Proof: If $K/F$ were transcendental, there would exist $u\in K$ such that $[F(u):F]=\infty$, so by de tower theorem $[K:F]=[K:F(u)][F(u):F]=\infty$, which is a contradiction.
However, the following example was also given:
$\mathbb{C}/\mathbb{R}$ is algebraic
Proof: Since $\{1,i\}$ is a basis of $\mathbb{C}$ as an $\mathbb{R}$-vector space, every element of $\mathbb{C}$ can be written as $a+bi$, with $a,b \in \mathbb{R}$. We have that $(x-(a+bi))(x-(a-bi))=x^2 - 2ax + a^2 +b^2 \in \mathbb{R}[x]$ has $a+bi$ as a root and therefore every $a+bi \in \mathbb{C}$ is algebraic.

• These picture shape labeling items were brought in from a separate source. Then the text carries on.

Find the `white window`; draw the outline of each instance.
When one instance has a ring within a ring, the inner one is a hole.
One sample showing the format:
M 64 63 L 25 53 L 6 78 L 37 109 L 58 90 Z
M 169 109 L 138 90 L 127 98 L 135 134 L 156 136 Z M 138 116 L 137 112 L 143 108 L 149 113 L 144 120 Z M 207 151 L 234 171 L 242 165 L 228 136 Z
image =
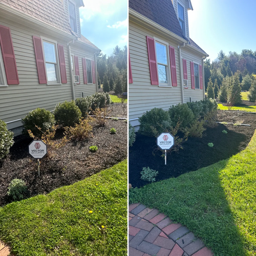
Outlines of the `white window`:
M 185 26 L 185 11 L 184 7 L 178 3 L 178 16 L 181 29 L 183 35 L 186 35 L 186 28 Z
M 86 59 L 86 71 L 87 72 L 87 83 L 93 83 L 93 75 L 92 71 L 92 61 Z
M 77 33 L 76 6 L 71 1 L 69 1 L 69 13 L 71 29 L 74 32 Z
M 168 45 L 162 42 L 156 41 L 156 51 L 159 86 L 170 86 Z
M 199 84 L 199 66 L 198 64 L 196 64 L 195 63 L 194 63 L 194 70 L 195 75 L 195 89 L 200 89 L 200 87 Z
M 56 44 L 43 40 L 47 83 L 59 83 L 59 72 Z

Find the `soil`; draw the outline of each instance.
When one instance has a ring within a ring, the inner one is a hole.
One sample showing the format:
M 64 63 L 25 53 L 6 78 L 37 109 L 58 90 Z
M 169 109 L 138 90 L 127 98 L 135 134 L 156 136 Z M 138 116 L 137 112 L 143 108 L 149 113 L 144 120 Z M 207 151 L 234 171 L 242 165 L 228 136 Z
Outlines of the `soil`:
M 158 171 L 157 181 L 182 174 L 196 170 L 226 159 L 244 150 L 256 129 L 256 114 L 219 111 L 218 121 L 250 124 L 250 126 L 234 126 L 218 123 L 214 128 L 207 128 L 202 138 L 189 137 L 184 142 L 183 150 L 167 154 L 167 164 L 161 157 L 162 151 L 158 148 L 156 138 L 144 136 L 137 133 L 135 142 L 129 148 L 128 181 L 133 187 L 140 187 L 148 182 L 140 179 L 140 172 L 144 167 Z M 228 133 L 224 134 L 222 131 Z M 214 147 L 207 145 L 214 143 Z
M 112 112 L 109 114 L 127 118 L 127 106 L 125 106 L 125 111 L 123 106 L 111 106 Z M 116 130 L 116 134 L 110 134 L 112 127 Z M 32 139 L 25 135 L 17 136 L 10 154 L 0 162 L 0 206 L 10 202 L 7 193 L 9 183 L 14 179 L 22 179 L 26 182 L 29 196 L 31 197 L 72 184 L 127 158 L 127 124 L 123 120 L 109 119 L 104 127 L 95 125 L 93 137 L 87 140 L 70 140 L 56 151 L 52 159 L 42 159 L 40 177 L 36 160 L 28 153 L 28 145 Z M 57 131 L 56 141 L 61 139 L 62 134 L 61 131 Z M 94 145 L 98 149 L 91 153 L 89 147 Z

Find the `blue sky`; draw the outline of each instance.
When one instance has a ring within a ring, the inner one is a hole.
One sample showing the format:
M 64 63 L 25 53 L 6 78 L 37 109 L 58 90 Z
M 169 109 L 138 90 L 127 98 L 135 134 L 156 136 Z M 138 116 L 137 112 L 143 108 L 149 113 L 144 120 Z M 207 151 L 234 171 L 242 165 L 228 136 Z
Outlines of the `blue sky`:
M 191 0 L 189 36 L 215 60 L 223 50 L 256 50 L 256 1 Z
M 104 54 L 128 44 L 127 0 L 83 0 L 80 18 L 82 34 Z

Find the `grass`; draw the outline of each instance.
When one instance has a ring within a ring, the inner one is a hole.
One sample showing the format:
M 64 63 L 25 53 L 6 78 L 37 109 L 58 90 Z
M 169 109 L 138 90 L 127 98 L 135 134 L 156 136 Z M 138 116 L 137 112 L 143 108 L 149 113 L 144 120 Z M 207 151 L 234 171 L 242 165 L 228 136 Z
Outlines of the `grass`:
M 255 167 L 256 132 L 237 155 L 176 178 L 130 190 L 129 202 L 156 208 L 186 226 L 215 256 L 255 255 Z
M 118 98 L 116 95 L 110 95 L 110 98 L 114 103 L 122 103 L 121 99 Z M 128 103 L 128 99 L 124 100 L 124 103 Z
M 228 107 L 223 106 L 222 104 L 218 104 L 219 108 L 221 110 L 228 110 Z M 231 110 L 240 110 L 247 112 L 256 112 L 256 106 L 232 106 Z
M 126 255 L 127 160 L 0 208 L 0 239 L 19 255 Z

This made me think if this process could be generalized to give a contructive proof of the first theorem, i.e., if having a finite basis $\{k_1 , \dots\ , k_n\}$ of $K/F$ and expressing $k \in K$ as a linear combination of the basis we can construct some $p\in F[x]$ having $k$ as a root.
Consider, for any $k \in K$, the following $F$-endomorphism of $K$: $u_k:x \longmapsto kx$. Let $P(X) \in F[X]$ be its characteristic polynomial. Then it is easy to see that $0=P(u_k)=u_{P(k)}$ thus $P(k)=0$.